The Scottish Medicines Consortium (SMC) has accepted Stivarga® (regorafenib) for use as a monotherapy for the treatment of adult patients with hepatocellular carcinoma (HCC) who have been previously treated with Nexavar® (sorafenib).
Regorafenib is the first medicine to be specifically licensed for second-line use in patients with hepatocellular cancer (HCC) who have been previously treated with sorafenib. It is taken orally and works by slowing down the growth and spread of cancer cells by cutting off the blood supply that keeps cancer cells growing.

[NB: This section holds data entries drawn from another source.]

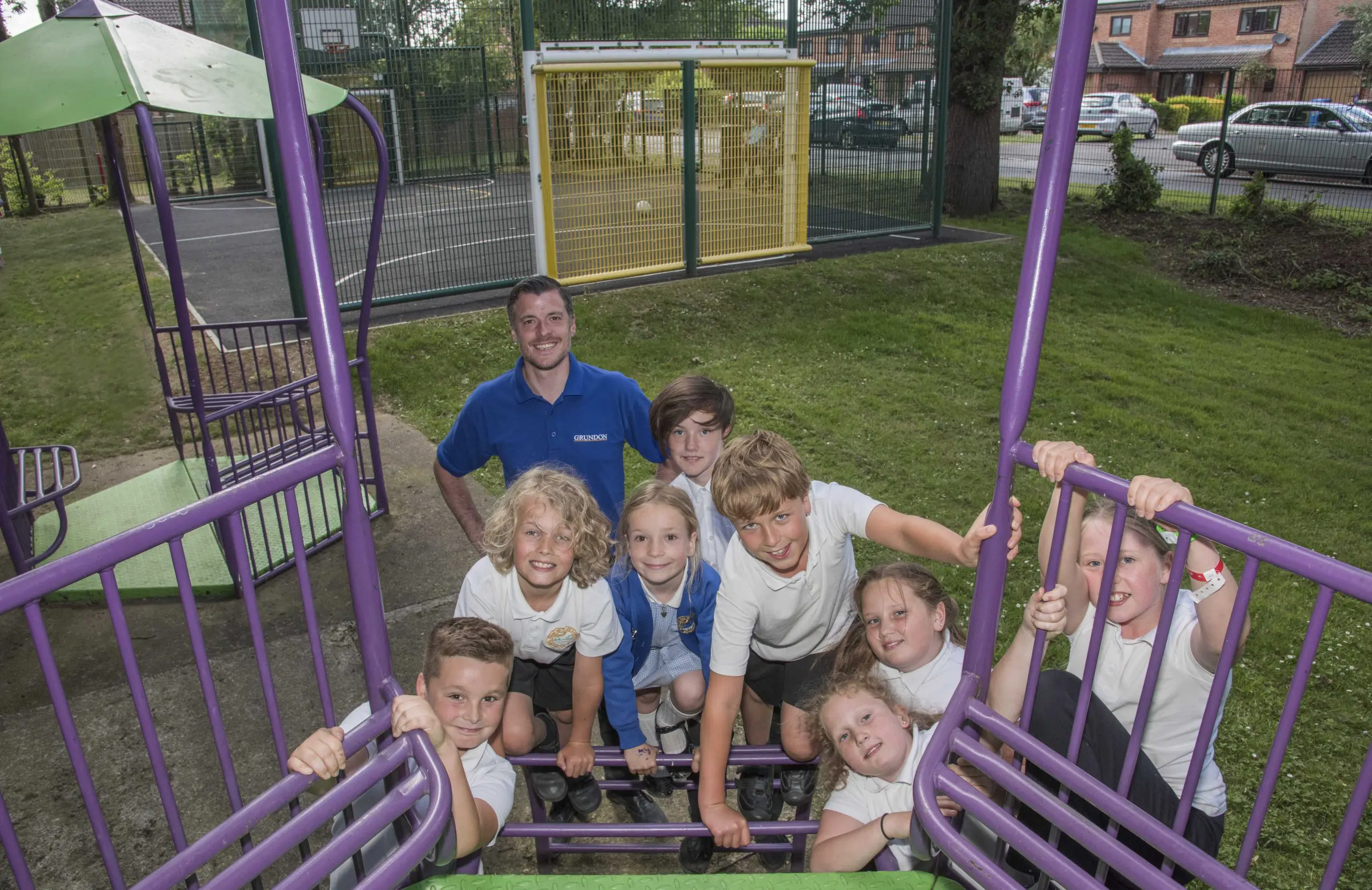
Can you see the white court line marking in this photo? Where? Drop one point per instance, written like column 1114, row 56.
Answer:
column 227, row 235
column 437, row 250
column 195, row 313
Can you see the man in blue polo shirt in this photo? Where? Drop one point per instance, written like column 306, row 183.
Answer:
column 549, row 408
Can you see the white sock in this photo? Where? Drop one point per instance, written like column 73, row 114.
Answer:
column 667, row 712
column 648, row 723
column 672, row 726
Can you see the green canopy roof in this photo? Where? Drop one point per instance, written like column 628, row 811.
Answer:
column 99, row 58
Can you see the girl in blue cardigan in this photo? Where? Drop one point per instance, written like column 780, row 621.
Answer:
column 666, row 602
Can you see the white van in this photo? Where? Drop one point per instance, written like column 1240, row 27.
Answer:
column 1012, row 106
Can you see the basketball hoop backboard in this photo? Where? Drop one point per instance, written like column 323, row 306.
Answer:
column 330, row 31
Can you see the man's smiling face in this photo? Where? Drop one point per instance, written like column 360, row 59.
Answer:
column 544, row 330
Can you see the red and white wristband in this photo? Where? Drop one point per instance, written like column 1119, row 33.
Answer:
column 1211, row 582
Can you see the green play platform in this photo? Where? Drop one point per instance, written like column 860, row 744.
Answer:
column 167, row 490
column 858, row 881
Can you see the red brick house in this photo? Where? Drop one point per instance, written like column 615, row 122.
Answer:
column 885, row 57
column 1184, row 47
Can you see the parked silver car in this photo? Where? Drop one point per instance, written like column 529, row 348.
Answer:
column 1311, row 138
column 1102, row 114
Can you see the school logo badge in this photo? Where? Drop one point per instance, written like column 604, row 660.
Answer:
column 560, row 638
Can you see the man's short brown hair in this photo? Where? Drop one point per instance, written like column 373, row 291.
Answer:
column 682, row 398
column 755, row 475
column 537, row 285
column 467, row 638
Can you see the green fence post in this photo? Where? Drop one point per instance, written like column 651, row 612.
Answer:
column 486, row 101
column 942, row 116
column 273, row 160
column 526, row 25
column 690, row 234
column 1224, row 135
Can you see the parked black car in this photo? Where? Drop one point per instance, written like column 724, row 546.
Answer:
column 853, row 124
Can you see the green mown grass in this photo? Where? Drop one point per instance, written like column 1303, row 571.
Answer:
column 885, row 372
column 76, row 361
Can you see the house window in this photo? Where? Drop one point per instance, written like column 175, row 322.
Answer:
column 1258, row 21
column 1191, row 25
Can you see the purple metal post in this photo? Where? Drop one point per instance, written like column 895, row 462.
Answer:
column 1040, row 256
column 364, row 319
column 301, row 188
column 145, row 711
column 158, row 185
column 117, row 184
column 1285, row 727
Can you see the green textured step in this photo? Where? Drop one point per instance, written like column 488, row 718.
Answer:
column 856, row 881
column 167, row 490
column 128, row 505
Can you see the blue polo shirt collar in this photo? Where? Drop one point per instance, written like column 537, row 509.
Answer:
column 575, row 380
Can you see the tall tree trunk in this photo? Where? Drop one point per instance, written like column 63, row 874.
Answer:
column 981, row 33
column 973, row 168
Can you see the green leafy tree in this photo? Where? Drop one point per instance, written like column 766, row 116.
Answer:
column 1037, row 36
column 1361, row 16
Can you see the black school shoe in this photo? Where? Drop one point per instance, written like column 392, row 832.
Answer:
column 797, row 785
column 584, row 793
column 638, row 807
column 695, row 855
column 660, row 783
column 549, row 782
column 562, row 812
column 759, row 801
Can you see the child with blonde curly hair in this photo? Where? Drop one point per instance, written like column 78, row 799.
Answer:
column 870, row 746
column 548, row 552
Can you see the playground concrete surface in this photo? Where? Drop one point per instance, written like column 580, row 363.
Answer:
column 435, row 235
column 423, row 557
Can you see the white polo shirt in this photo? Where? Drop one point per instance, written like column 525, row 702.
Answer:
column 489, row 775
column 581, row 616
column 785, row 619
column 928, row 687
column 868, row 797
column 1177, row 701
column 715, row 531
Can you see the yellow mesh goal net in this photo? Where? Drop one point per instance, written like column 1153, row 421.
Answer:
column 630, row 183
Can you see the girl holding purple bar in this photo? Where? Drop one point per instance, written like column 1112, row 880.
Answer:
column 1135, row 611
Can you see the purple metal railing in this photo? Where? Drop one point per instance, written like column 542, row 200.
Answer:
column 331, row 386
column 971, row 715
column 248, row 393
column 552, row 839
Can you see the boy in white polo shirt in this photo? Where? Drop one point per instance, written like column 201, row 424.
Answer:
column 785, row 601
column 460, row 702
column 544, row 580
column 690, row 418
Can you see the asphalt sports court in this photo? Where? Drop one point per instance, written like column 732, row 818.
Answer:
column 437, row 235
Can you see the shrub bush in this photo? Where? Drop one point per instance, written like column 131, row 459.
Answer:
column 1205, row 109
column 1135, row 187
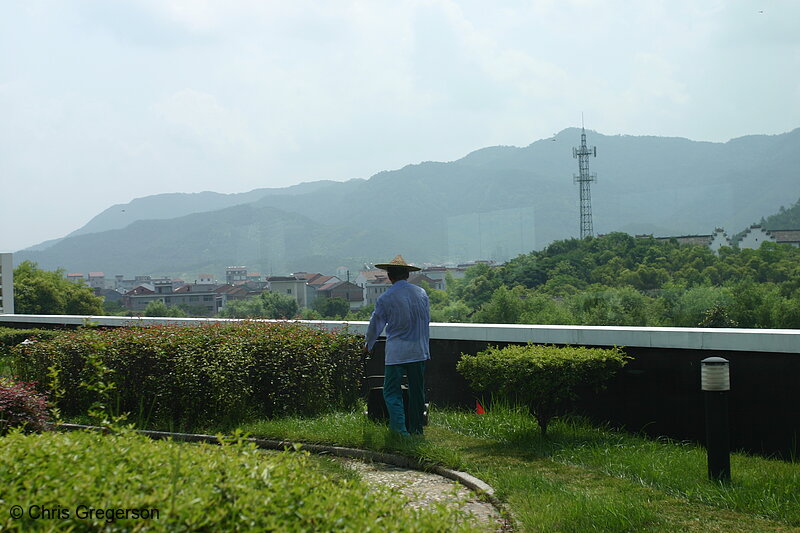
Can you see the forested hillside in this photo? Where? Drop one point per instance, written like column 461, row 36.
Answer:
column 494, row 203
column 784, row 219
column 620, row 280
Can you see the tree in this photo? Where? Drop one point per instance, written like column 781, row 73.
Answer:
column 42, row 292
column 331, row 307
column 266, row 305
column 278, row 305
column 505, row 307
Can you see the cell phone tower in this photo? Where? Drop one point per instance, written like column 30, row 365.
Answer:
column 584, row 179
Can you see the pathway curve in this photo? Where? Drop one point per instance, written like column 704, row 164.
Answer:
column 424, row 489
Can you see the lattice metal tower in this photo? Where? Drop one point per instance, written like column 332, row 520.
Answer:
column 584, row 179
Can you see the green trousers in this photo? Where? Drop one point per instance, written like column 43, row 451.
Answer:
column 393, row 396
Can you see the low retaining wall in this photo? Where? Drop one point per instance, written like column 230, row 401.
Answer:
column 658, row 392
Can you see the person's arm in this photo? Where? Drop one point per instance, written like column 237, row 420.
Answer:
column 376, row 324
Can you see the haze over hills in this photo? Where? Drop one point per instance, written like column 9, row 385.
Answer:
column 494, row 203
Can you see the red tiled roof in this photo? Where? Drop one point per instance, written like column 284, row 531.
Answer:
column 322, row 280
column 786, row 235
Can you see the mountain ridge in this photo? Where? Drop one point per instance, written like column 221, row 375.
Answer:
column 495, row 201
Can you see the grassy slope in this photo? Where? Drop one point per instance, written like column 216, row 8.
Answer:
column 582, row 479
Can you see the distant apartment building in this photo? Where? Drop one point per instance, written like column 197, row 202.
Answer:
column 713, row 241
column 439, row 274
column 76, row 277
column 200, row 299
column 755, row 236
column 345, row 290
column 373, row 283
column 96, row 280
column 236, row 275
column 7, row 284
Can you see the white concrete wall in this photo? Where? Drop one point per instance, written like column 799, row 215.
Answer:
column 754, row 238
column 6, row 283
column 725, row 339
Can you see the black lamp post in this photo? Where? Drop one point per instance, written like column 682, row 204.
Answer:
column 715, row 382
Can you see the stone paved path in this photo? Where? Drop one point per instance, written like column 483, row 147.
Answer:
column 424, row 489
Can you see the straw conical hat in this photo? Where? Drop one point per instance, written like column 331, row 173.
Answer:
column 397, row 262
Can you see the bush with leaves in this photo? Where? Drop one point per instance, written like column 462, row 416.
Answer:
column 10, row 337
column 174, row 486
column 199, row 373
column 21, row 406
column 543, row 378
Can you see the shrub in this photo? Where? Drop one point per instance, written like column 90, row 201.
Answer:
column 21, row 407
column 10, row 337
column 188, row 487
column 200, row 373
column 544, row 378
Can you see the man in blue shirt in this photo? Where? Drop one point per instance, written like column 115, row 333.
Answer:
column 405, row 313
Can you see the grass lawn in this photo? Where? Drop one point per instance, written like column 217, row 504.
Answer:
column 581, row 478
column 87, row 481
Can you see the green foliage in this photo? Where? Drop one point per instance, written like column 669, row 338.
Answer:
column 10, row 337
column 266, row 305
column 40, row 292
column 332, row 307
column 616, row 306
column 21, row 406
column 204, row 487
column 543, row 378
column 191, row 374
column 619, row 280
column 159, row 308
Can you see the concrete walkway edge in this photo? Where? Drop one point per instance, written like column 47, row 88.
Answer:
column 471, row 482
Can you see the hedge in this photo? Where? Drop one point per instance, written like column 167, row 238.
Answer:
column 21, row 406
column 543, row 378
column 10, row 337
column 200, row 373
column 124, row 482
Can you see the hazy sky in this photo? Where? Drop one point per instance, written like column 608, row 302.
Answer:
column 104, row 101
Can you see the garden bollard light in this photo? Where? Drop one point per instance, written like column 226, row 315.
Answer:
column 715, row 382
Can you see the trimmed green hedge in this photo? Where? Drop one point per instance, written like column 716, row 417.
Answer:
column 200, row 373
column 169, row 486
column 10, row 337
column 544, row 378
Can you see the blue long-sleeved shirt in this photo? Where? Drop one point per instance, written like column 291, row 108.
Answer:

“A diagnosis of hepatocellular carcinoma (HCC) is truly devastating – it is a horrendous type of liver cancer that is often diagnosed very late with few treatment options. We are delighted that the Scottish Medicines Consortium (SMC) has accepted the Trust’s evidence on behalf of patients and agreed to the use of this drug for patients in Scotland. Evidence shows that outcomes for people with advanced liver cancer are particularly poor, so this is an important step.” said Judi Rhys, Chief Executive of the British Liver Trust. “However, the decision highlights a two tier system where patients in other parts of the UK are denied access to this new treatment that can improve outcomes.”
The positive SMC announcement follows the recent decision from the National Institute for Health and Care Excellence (NICE) to not recommend the use of regorafenib on the NHS in England.
HCC is the most common type of primary liver cancer. Liver cancer is a difficult-to-treat cancer with an annual mortality rate of 48,000 in the EU. Globally, it is the second leading cause of cancer-related deaths. In the UK, there are over 5,500 new cases of primary liver cancer diagnosed each year, which is around 15 patients each day.